大切なのは、雨だからといって買い方を奇抜にしないこと。「前に行く馬を中心に、道悪巧者の血統で配当を足す」という一本の方針を、淡々と当てはめるだけで十分です。
よくある誤解と注意点
- 「道悪=重い馬場」とは限らない。芝の道悪は力の要る重い馬場ですが、地方ダートは渋ると締まって速くなることが多い。芝のイメージで「パワー型・差し馬が来る」と読むと逆方向に外しがちです。
- 「重=荒れる」ではない。馬場が渋っても波乱が増えるわけではありません。むしろ前残りで決着が読みやすくなる面もあります。「渋ったから総流し」は根拠の薄い買い方です。
- 稍重を重・不良と同列に扱わない。稍重は良馬場に近く、傾向の変化はわずかです。前残りや血統の効果がはっきり出てくるのは「重」「不良」から、と切り分けて考えます。
- 血統だけ・脚質だけで決めない。道悪巧者の血統でも後方一気タイプなら割引、逃げ馬でも道悪実績が乏しければ過信しない。脚質と血統が噛み合った馬が一番信頼できます。
まとめ
地方ダートは渋ると締まって速くなる。だから前残りになり、湿った砂を得意とする血統が浮かぶ。芝の道悪とは仕組みが逆、というのが最初に押さえる一点です。買うべきは前に行く馬(とくに逃げ)と、重馬場巧者の血統。馬場が渋ると逃げの複勝率は+3pt上がり、特定の父系は回収率でも妙味を残します。
雨の予報を見たら、慌てて買い方を変えるのではなく、「前に行く馬を中心に、道悪巧者の血統で配当を足す」——この型を思い出してください。データが示すのは、渋った馬場ほど準備した人が有利になる、というシンプルな事実です。
よくある質問
Q. 結局、重・不良の日は何を買えばいいですか?
A. 前に行く馬(とくに逃げ)と、重馬場巧者の血統です。逃げの複勝率は渋るほど上がり、湿った砂を得意とする父系の産駒は人気薄でも妙味があります。この二つが噛み合った馬が一番信頼できます。
Q. 馬場状態はどこで分かりますか?
A. 各競馬場の公式サイトや投票サイトの出馬表に「良・稍重・重・不良」として発表されます。開催中に更新されることもあるので、発走前に最新を確認してください。
Q. 重馬場巧者の血統は、馬のどこを見れば分かりますか?
A. 出馬表の父(種牡馬)欄です。本記事の表にある父を持つ馬が、重・不良で人気を落としていたら狙い目になります。父だけでなく、その馬自身の道悪実績もあれば確度が上がります。
Q. 渋った馬場では差し・追込は全部消していいですか?
A. 全消しはやり過ぎです。データ上も差し・追込は「微減」であって、勝てなくなるわけではありません。能力が抜けていれば不利を跳ね返して差し切る馬もいます。あくまで「前有利という補正をかける」程度に捉え、能力上位の差し馬まで機械的に切らないのが現実的です。

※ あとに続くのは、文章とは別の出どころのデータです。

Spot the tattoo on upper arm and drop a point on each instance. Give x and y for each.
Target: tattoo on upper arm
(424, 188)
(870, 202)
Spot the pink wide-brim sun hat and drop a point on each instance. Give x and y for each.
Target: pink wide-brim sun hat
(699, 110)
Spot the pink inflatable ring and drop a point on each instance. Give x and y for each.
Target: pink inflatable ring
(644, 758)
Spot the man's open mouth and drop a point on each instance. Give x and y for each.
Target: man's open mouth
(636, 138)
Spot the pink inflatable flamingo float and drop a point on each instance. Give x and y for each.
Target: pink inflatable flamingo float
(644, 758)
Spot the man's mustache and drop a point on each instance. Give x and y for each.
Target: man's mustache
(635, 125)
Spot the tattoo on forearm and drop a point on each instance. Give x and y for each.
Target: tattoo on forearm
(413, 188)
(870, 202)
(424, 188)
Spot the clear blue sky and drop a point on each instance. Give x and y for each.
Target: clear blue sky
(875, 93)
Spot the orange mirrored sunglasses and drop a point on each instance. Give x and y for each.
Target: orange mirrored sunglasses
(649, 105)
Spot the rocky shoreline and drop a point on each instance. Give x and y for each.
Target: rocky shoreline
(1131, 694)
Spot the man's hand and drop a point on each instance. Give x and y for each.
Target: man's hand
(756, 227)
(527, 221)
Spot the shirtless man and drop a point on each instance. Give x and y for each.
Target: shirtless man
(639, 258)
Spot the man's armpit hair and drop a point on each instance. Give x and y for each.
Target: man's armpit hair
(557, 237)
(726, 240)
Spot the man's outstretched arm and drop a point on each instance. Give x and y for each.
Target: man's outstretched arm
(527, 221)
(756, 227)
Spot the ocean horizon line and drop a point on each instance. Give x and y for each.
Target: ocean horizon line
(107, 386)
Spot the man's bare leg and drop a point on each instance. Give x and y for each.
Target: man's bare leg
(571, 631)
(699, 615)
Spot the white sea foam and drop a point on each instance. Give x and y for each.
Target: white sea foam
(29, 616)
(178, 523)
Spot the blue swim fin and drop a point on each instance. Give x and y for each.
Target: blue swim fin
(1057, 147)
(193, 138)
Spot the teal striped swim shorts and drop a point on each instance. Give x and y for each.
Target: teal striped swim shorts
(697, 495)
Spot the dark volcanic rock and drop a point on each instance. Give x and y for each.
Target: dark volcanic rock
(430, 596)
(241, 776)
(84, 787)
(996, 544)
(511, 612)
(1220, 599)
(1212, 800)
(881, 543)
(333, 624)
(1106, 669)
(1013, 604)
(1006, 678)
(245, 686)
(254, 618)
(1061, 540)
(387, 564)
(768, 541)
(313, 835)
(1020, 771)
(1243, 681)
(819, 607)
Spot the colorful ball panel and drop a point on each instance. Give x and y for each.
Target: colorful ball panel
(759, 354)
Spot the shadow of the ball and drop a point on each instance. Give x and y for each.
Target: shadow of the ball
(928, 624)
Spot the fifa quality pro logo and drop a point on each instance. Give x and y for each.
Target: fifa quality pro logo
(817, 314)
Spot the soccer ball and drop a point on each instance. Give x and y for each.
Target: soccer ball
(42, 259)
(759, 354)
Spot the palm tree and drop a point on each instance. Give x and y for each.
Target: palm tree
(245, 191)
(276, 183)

※ 馬場状態(良/稍重/重/不良)別に脚質・種牡馬の成績を集計(2021-01-01〜2026-08-05)。脚質は序盤コーナーの通過順位を出走頭数で正規化して区分。重馬場巧者は重・不良に限った産駒成績(150回以上)。回収率は100円購入あたりの払戻平均。過去データの集計であり将来の結果を保証しません。馬券は20歳になってから自己責任で。